Addio a Vittorino Meloni, il padre del Messaggero Veneto/DAL NOSTRO ARCHIVIO

Tre furono le direttrici principali del suo impegno: l'autonomia del Friuli, l'università friulana e la ricostruzione dopo il terremoto del 1976.

Condividendo l'idea di Tiziano Tessitori, il suo illustre suocero, pensava che fosse meglio, per il Friuli, essere la maggior parte della Regione Friuli-Venezia Giulia piuttosto che l'ennesima e marginale provincia del Veneto. Era tuttavia convinto che questa regione, molto composita, doveva essere bilanciata e all'occorrenza riformata (l'inchiesta ad hoc, da lui promossa, è raccolta nel volumetto intitolato “Quel trattino”).
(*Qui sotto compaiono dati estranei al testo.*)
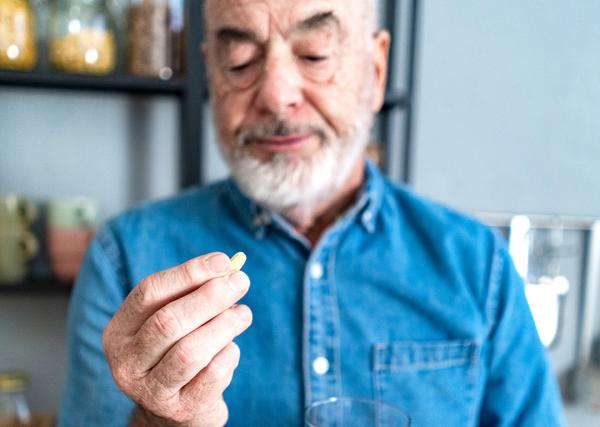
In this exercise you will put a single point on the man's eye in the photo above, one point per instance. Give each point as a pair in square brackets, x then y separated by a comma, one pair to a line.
[239, 68]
TERREMOTO DEL 1976, QUARANT'ANNI DOPO: IL NOSTRO SPECIALE

Quando assunse la direzione di questo giornale, nel gennaio 1966, la Regione era da poco avviata, e lui vide con malcelata antipatia la nuova fiammata autonomista espressa dal Movimento Friuli, ne sottovalutò la forza e la durata e interpretò come istanza corporativa la richiesta della facoltà di Medicina a Udine, ma subito sposò la causa dell'Università friulana.

«Sbaglierebbe Trieste – scrisse – se, trovandosi a scegliere, alla vigilia della riforma universitaria, optasse per una vocazione municipalistica anziché per una regionale. I nostri politici, chiamati ad assolvere l'impegno, hanno dalla loro il generale consenso del Friuli. Quel Friuli – non dimentichiamolo – che volle nel 1947 la regione nella carta costituzionale e oggi, con la stessa vocazione democratica, vuole l'università a Udine come elemento fondamentale della cultura non per sé soltanto, ma per tutta la regione».
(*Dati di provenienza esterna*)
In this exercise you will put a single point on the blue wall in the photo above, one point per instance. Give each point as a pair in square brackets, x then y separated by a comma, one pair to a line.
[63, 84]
Quando già il progetto dell'università stava per concretizzarsi, scoppiò il terremoto del 1976, e Meloni capì che occorreva mettere il giornale al servizio di tutti i friulani. I suoi articoli di fondo, scritti con profondo coinvolgimento, divennero importanti “markers” per i politici e per i lettori del giornale.

Ma lui si sentì rappresentante e difensore delle istanze del Friuli, ferito quasi mortalmente, anche negli incontri serali all'hotel Astoria di Udine: era là che, impeccabilmente vestito, fra la primavera e l'estate del 1976 conversava con gli inviati dei grandi giornali, e poi, verso mezzanotte, andava alla sede del giornale in viale Palmanova. Egli ebbe, quindi, una rilevante influenza non soltanto sull’informazione regionale, ma anche su quella nazionale e internazionale.
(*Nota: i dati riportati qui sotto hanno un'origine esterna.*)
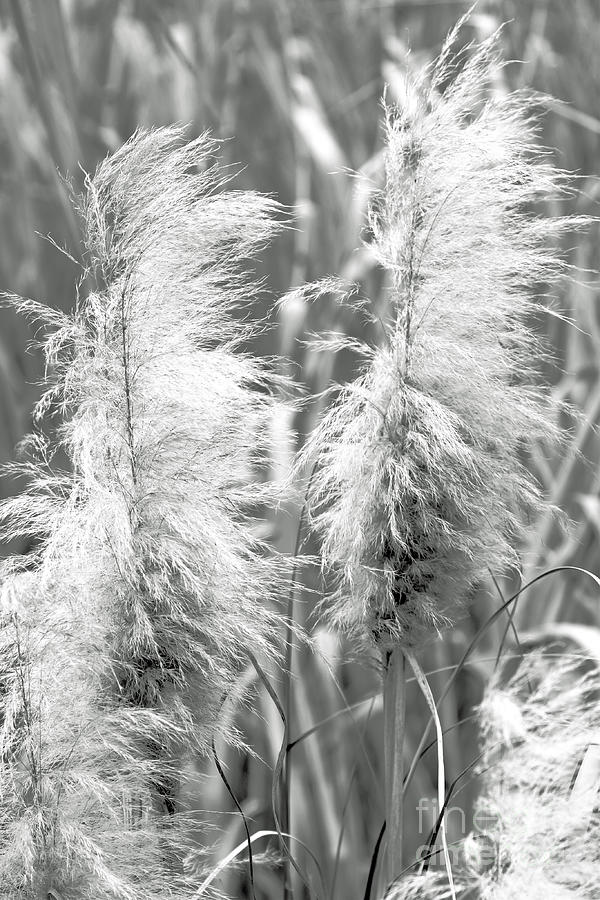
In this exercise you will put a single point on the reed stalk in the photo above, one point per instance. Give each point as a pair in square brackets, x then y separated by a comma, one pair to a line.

I suoi “fondi”, scritti fra l'8 maggio e il 23 giugno 1976, furono poi raccolti nel libretto “La prima e le altre scosse” del 1989. Per un autoritratto, invero modesto per un uomo che ricoprì un ruolo di alto rilievo fino al 1993, conviene rileggere il passo finale della prefazione: «Ricordare, dunque, è necessario e importante. Non dimenticare i mille morti di quella terribile notte del 6 maggio 1976, non mettere da parte, con orgoglioso fastidio, il coraggio dimostrato e neppure sottovalutare il grande sforzo per sopravvivere e poi ricostruire. Ecco perché abbiamo deciso di raccogliere in un libro le frettolose e talvolta emotive note buttate giù, fra una scossa e l'altra, a cominciare dalla prima, durata tanti secondi da sembrare interminabile. Dedichiamo questo libro ai morti, ai ragazzi che allora non c’erano, ai valorosi che ci hanno soccorso, ai nostri giornalisti, inviati ogni giorno verso l’ignoto e il pericolo, ai nostri tipografi, che non hanno mai fatto mancare il Messaggero Veneto, giornale dei friulani, allora voce del popolo del terremoto, oggi della ripresa».